1. Prakata oleh Paul F. Knitter
Paul F. Knitter yang merupakan salah satu penyunting buku ini dalam prakatanya menandaskan bahwa para penulis telah memutuskan untuk “menyeberangi sungai Rubicon” untuk memegang prinsip pluralistik dalam memandang agama - agama lain . Knitter menjelaskan bahwa kebanyakan sejarah Kristen didominasi oleh dua pendekatan mendasar : “pendekatan eksklusivisme konservatif yang menemukan keselamatan di dalam Kristus dan yang hanya melihat sedikit, walaupun ada, nilai ditempat lainnya dan sikap ‘Inklusif’ Liberal yang mengakui kekayaan yang menyelamatkan dalam iman yang lain tetapi kemudian memandang kekayaan ini sebagai hasil karya yang telah dipenuhi dalam Kristus” (hal xi).
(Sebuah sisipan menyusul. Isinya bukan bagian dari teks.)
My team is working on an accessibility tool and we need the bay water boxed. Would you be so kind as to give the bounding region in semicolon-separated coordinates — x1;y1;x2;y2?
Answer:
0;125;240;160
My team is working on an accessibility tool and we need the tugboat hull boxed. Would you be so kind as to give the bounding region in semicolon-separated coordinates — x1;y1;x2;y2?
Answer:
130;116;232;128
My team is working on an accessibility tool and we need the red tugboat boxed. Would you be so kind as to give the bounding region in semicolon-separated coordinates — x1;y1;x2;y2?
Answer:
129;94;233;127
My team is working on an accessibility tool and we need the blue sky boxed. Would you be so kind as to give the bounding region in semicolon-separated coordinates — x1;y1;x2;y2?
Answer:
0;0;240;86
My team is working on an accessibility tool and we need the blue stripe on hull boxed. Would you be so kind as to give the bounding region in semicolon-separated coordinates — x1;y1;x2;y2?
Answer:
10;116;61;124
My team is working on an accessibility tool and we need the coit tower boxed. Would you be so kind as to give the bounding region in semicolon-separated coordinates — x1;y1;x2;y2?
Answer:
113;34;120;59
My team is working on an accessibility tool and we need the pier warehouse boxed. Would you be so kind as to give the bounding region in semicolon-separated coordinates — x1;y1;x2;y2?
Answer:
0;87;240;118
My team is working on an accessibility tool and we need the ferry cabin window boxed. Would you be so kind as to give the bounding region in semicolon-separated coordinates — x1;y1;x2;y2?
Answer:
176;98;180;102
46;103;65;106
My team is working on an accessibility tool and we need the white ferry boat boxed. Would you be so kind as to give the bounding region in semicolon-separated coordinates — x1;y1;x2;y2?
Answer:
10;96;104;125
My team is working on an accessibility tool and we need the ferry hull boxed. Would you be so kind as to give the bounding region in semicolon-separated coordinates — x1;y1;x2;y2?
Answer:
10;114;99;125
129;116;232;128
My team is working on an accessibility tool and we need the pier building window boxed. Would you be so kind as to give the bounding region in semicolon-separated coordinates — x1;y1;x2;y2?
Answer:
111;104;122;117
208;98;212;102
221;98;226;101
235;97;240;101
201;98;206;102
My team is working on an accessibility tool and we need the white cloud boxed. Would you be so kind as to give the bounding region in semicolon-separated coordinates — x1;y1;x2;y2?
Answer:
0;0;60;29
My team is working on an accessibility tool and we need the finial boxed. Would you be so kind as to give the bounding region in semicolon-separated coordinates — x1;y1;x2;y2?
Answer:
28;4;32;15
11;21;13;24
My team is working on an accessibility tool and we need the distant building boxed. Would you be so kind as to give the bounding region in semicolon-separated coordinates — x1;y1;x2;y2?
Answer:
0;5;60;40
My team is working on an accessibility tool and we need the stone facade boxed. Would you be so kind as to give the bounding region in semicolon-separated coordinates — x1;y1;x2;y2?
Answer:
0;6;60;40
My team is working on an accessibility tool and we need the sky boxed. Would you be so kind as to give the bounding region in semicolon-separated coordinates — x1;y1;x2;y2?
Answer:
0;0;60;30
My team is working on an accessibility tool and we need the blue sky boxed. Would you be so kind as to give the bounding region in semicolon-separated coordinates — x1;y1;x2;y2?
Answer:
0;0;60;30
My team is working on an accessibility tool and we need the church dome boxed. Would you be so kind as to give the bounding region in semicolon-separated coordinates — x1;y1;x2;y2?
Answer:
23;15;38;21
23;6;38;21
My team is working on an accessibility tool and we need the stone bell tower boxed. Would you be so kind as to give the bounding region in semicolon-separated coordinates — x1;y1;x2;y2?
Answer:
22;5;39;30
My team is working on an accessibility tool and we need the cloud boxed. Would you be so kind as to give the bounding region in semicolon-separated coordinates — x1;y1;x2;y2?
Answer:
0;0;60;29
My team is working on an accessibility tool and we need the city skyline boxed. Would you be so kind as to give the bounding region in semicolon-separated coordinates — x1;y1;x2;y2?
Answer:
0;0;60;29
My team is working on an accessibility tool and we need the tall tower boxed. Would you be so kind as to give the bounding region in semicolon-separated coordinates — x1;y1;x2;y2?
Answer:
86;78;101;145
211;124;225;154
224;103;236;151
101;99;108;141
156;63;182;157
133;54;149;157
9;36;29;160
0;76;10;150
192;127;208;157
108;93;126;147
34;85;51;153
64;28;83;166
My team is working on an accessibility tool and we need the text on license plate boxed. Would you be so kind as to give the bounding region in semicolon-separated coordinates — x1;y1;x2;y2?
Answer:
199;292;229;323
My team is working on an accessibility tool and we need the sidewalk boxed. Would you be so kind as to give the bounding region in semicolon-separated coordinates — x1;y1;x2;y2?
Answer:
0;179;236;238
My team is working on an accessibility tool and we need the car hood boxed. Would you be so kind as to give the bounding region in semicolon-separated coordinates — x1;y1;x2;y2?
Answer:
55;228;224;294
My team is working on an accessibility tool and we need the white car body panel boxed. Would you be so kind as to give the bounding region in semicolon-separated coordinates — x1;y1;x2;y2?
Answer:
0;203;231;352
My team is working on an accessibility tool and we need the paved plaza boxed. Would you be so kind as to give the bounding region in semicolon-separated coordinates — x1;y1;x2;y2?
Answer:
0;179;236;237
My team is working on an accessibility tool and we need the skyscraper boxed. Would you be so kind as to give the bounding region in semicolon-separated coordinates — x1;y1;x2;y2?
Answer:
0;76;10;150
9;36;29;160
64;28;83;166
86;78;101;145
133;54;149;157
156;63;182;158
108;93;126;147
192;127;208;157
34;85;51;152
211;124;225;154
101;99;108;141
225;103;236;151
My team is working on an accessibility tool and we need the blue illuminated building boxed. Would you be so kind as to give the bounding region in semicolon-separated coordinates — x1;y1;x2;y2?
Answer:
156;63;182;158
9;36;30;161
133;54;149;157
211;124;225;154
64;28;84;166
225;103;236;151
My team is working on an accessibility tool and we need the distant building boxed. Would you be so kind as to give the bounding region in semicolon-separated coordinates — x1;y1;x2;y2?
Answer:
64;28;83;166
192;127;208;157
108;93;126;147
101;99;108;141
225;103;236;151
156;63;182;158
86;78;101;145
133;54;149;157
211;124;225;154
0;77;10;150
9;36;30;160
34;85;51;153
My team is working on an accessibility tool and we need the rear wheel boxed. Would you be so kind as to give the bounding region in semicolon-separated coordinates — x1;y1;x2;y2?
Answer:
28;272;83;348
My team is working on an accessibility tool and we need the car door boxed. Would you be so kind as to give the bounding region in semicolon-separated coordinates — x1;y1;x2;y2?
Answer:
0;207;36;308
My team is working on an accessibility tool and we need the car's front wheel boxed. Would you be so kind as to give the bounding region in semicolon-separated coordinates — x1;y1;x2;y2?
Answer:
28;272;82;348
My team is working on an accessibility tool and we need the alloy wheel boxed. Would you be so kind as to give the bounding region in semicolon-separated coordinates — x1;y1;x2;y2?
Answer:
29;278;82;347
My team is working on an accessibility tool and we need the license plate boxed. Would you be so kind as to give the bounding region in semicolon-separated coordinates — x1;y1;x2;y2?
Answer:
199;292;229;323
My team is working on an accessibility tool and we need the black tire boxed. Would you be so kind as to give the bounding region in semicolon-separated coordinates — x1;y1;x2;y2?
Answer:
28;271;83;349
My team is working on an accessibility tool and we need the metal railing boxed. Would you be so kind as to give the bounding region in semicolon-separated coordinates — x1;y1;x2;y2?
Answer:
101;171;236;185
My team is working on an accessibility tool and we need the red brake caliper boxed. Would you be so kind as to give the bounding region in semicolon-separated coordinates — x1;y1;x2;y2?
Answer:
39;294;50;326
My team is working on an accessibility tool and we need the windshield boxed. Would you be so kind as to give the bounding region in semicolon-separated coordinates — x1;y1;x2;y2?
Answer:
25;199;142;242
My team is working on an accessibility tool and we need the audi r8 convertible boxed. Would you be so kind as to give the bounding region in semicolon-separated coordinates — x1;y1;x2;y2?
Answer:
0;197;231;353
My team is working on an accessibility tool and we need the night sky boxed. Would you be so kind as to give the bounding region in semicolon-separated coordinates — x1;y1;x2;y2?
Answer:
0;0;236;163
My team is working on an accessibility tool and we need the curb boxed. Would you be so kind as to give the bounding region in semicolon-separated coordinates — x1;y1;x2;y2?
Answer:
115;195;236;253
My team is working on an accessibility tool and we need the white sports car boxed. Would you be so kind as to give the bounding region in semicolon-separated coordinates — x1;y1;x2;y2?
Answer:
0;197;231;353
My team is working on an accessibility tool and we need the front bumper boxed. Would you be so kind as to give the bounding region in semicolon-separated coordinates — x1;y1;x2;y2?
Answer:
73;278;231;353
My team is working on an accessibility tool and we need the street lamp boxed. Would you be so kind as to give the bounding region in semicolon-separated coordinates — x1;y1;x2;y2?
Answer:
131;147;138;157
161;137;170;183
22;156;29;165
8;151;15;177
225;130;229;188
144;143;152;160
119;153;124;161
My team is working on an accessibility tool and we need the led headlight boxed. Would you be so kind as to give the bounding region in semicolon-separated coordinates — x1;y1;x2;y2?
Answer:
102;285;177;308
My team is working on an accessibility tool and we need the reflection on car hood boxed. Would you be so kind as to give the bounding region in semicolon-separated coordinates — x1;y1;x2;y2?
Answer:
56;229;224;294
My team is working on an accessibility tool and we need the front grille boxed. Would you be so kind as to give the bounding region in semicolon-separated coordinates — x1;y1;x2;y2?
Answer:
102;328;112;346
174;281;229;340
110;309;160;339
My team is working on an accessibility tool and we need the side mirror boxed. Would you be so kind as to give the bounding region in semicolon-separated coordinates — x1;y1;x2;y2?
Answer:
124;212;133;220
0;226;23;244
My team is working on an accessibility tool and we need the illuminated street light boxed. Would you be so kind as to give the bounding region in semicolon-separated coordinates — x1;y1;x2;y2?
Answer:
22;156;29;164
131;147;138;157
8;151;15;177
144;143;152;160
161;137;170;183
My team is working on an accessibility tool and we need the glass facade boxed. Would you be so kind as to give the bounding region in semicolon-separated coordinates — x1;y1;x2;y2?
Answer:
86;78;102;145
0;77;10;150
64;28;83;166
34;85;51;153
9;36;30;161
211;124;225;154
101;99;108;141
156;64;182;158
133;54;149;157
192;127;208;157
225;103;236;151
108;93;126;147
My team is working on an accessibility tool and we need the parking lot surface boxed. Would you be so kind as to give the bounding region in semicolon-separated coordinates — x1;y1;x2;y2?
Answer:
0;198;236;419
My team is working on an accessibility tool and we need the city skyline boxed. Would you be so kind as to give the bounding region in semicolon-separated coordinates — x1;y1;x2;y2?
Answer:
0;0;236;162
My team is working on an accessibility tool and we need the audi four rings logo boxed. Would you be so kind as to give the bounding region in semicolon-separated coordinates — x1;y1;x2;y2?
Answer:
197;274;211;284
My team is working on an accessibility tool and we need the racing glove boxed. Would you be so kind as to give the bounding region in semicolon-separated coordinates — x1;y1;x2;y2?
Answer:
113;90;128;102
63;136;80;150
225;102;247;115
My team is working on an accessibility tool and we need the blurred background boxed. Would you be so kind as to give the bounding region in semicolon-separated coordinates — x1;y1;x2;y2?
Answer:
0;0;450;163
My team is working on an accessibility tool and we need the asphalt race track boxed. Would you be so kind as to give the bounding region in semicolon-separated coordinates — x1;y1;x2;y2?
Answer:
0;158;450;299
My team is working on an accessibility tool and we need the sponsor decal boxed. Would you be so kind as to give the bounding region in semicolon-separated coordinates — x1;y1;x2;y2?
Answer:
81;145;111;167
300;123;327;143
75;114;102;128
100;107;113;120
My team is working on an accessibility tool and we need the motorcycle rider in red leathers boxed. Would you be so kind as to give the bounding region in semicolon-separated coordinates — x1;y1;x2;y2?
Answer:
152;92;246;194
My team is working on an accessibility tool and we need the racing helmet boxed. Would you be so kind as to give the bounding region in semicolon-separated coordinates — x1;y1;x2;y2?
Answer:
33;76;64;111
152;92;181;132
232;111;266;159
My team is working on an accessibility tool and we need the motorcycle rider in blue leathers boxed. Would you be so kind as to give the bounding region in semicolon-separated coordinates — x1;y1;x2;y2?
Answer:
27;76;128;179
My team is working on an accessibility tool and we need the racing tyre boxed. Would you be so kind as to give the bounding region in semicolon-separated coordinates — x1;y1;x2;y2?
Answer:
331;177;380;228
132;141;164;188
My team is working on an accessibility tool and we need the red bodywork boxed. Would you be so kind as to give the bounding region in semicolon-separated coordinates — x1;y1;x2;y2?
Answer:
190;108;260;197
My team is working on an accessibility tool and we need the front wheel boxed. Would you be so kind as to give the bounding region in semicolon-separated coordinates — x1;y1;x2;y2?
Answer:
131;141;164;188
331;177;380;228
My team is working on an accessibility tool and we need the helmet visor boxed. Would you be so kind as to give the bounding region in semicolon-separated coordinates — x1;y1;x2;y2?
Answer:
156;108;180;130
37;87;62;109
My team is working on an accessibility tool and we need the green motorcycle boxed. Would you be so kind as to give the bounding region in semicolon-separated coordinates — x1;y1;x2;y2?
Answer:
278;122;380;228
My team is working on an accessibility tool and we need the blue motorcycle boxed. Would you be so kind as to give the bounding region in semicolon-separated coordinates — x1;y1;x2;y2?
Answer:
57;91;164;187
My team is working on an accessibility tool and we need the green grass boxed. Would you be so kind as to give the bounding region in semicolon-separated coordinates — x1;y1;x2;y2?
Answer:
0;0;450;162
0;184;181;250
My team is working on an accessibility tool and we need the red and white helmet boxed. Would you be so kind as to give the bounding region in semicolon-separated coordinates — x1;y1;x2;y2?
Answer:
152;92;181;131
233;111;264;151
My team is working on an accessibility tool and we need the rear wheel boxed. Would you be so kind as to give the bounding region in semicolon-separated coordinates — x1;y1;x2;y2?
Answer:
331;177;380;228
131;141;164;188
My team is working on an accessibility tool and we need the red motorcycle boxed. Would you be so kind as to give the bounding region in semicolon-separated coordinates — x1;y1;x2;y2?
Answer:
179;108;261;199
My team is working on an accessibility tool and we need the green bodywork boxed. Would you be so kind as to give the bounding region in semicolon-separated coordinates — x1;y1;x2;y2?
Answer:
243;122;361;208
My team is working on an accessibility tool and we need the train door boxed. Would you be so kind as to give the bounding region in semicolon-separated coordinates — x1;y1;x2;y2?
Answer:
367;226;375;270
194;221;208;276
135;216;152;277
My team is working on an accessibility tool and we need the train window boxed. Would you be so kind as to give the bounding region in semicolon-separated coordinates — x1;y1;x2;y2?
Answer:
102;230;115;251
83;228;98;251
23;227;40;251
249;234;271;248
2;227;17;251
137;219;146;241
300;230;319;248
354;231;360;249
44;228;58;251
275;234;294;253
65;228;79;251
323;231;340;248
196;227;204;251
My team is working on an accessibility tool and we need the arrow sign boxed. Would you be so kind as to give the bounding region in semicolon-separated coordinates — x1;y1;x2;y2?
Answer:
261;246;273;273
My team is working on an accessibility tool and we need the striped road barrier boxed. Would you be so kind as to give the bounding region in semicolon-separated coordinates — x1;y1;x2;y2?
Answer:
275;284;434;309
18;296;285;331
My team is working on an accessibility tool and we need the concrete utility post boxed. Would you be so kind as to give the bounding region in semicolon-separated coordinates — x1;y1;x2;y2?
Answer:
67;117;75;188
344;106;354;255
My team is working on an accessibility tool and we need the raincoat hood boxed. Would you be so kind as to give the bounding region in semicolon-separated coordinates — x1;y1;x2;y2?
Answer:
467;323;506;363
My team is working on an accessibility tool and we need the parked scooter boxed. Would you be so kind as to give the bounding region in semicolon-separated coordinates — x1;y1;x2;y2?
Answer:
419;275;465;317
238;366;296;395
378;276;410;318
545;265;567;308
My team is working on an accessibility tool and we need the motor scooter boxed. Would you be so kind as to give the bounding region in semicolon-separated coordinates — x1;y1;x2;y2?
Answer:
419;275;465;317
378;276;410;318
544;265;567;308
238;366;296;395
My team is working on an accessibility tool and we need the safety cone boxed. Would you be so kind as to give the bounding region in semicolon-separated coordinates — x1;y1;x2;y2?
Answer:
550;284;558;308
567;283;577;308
Kemudian ia melanjutkan dalam mendefinisikan perubahan paradigma yang diusulkan, didukung oleh sebelas rekan penulisnya yang ia sebut sebagai posisi pluralis. Definisi tersebut adalah, “upaya melangkah meninggalkan penekan pada superioritas atau finalitas Kristus dan agama Kristen menuju pengakuan akan validitas mandiri dalam jalan- jalan lain. Hal itu kemudian digambarkan para peserta dalam proyek kami (tokoh pluralis) sebagai usaha menyebrangi jembatan teologis Rubicon (hal xi). Oleh sebab itu mereka membangun tiga jembatan penyeberangan untuk melampaui eksklusivisme dan inklusivisme, yang akhirnya semua jembatan itu disimpulkan oleh Tom Driver.
2. Jembatan Historis - Kultural : Relativitas
Tiga pemikir yang menyeberangi melalui jembatan ini adalah Gordon Kauffman, John Hick dan Langdon Gilkey. Hal yang disorot pada bagian ini adalah masalah relativitas. Keyakinan utama yang diketengahkan adalah bagaimana kaum Pluralis menyadari keterbatasan semua pengetahuan dan keyakinan religius, sehingga tidaklah mungkin kita menilai klaim kebenaran budaya atau keyakinan yang lain atas dasar keyakinan sekarang.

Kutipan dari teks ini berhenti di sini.